Figures released this week reveal that premiums for individuals on the exchanges have increased by an average of 25 percent across the country.
To encourage enrollment, the U.S. Department of Health and Human Services (HHS) has launched a campaign to attract younger people to sign up to the exchanges.
However, this is not going to happen, according to U.S. Rep. John Fleming, a Republican from Louisiana.
“Young, healthy individuals are simply not going to sign up for a bill of goods that doesn’t meet their health needs and is prohibitively expensive,” Fleming told Patient Daily. “Premiums under Obamacare are expected to jump an average of 25 percent next year. While this is certainly sticker shock to American buyers, it’s not surprising. Obamacare’s flawed design guaranteed it. Obamacare completely destabilized care for millions of Americans.
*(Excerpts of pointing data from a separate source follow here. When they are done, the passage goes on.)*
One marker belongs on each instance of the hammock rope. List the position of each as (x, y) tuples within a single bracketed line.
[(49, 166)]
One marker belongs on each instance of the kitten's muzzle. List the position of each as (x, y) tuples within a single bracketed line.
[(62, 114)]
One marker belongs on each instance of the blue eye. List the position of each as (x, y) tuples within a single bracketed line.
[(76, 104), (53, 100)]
It’s time to replace Obamacare and not put Band-Aids on this hemorrhaging health care experiment.”
The administration hopes that the campaign to attract younger people to sign up to the exchanges will help balance the pool within the exchanges, adding more healthier people and thereby bringing down premiums.
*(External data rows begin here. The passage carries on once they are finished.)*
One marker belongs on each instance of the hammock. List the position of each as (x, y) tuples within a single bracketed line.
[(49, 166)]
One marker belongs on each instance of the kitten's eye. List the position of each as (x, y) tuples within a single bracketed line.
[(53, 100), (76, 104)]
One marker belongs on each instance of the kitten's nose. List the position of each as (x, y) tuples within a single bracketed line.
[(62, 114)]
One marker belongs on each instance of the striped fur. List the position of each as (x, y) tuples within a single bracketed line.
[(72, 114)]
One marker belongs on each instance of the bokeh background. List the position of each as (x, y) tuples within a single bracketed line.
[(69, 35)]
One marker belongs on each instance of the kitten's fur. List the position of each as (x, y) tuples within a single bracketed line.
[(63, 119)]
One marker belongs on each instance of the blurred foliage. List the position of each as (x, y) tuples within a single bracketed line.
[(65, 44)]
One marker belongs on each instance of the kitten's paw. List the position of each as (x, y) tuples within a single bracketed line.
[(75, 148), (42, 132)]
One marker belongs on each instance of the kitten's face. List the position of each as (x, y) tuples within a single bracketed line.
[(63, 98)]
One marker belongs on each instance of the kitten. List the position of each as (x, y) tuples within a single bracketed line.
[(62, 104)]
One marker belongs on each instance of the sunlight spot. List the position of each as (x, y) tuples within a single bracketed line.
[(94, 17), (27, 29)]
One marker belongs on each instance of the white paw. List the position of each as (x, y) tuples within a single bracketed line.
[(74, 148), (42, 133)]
When announcing the average increases across the country, the department also said that most consumers are eligible for financial assistance.
“Thanks to financial assistance, most marketplace consumers this year will find plan options with premiums between $50 and $100 per month,” HHS Secretary Sylvia Burwell said. “Millions of uninsured Americans qualify for financial assistance, and so could as many as 2.5 million Americans currently paying full price for off-marketplace coverage.”
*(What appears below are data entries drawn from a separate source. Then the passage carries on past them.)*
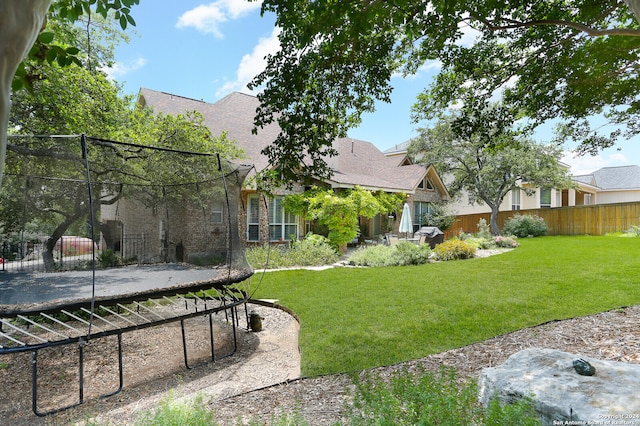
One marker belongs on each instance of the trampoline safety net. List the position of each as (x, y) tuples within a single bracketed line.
[(147, 235)]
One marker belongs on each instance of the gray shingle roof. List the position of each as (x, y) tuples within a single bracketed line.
[(609, 178), (358, 162)]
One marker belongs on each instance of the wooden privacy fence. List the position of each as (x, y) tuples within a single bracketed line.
[(574, 220)]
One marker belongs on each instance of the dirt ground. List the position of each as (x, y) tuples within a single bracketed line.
[(262, 379)]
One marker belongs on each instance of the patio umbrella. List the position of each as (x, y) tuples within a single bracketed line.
[(406, 224)]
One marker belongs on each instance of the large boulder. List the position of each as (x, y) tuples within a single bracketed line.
[(561, 395)]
This view is echoed by independent advocacy groups campaigning to reduce the number of uninsured, now less than 10 percent of the population.
“The message is about financial assistance and the availability of financial assistance to get really good, comprehensive coverage,” Elizabeth Hagan, senior policy analyst at Families USA, told Morning Consult.
Insurance companies are pulling out of exchanges across the country, leaving some one in five individuals who are not insured through their employer with just one plan in their area.
When pulling out, companies argue that it is not possible to make money; most claim to be losing substantial amounts.
In addition, two programs aimed at stabilizing the marketplace in the early years of the exchanges -- risk corridors and reinsurance -- are coming to an end this year.
While opponents of Obamacare believe the exchanges are a disaster, Burwell said many states will see premiums rising by much less than 25 percent.
In Arkansas, Indiana, Michigan, Nevada, New Hampshire, New Jersey, North Dakota and Ohio, as well as in California and Massachusetts, benchmark premiums are rising by 7 percent or less.
These examples illustrate that there are parts of the country where marketplaces are already maturing, reaching stable price points and enjoying robust competition, the department argues.
It also claimed that those states experiencing high premium growth of over 25 percent are places where the 2016 rates were far below the national average or the cost of comparable coverage in the employer market.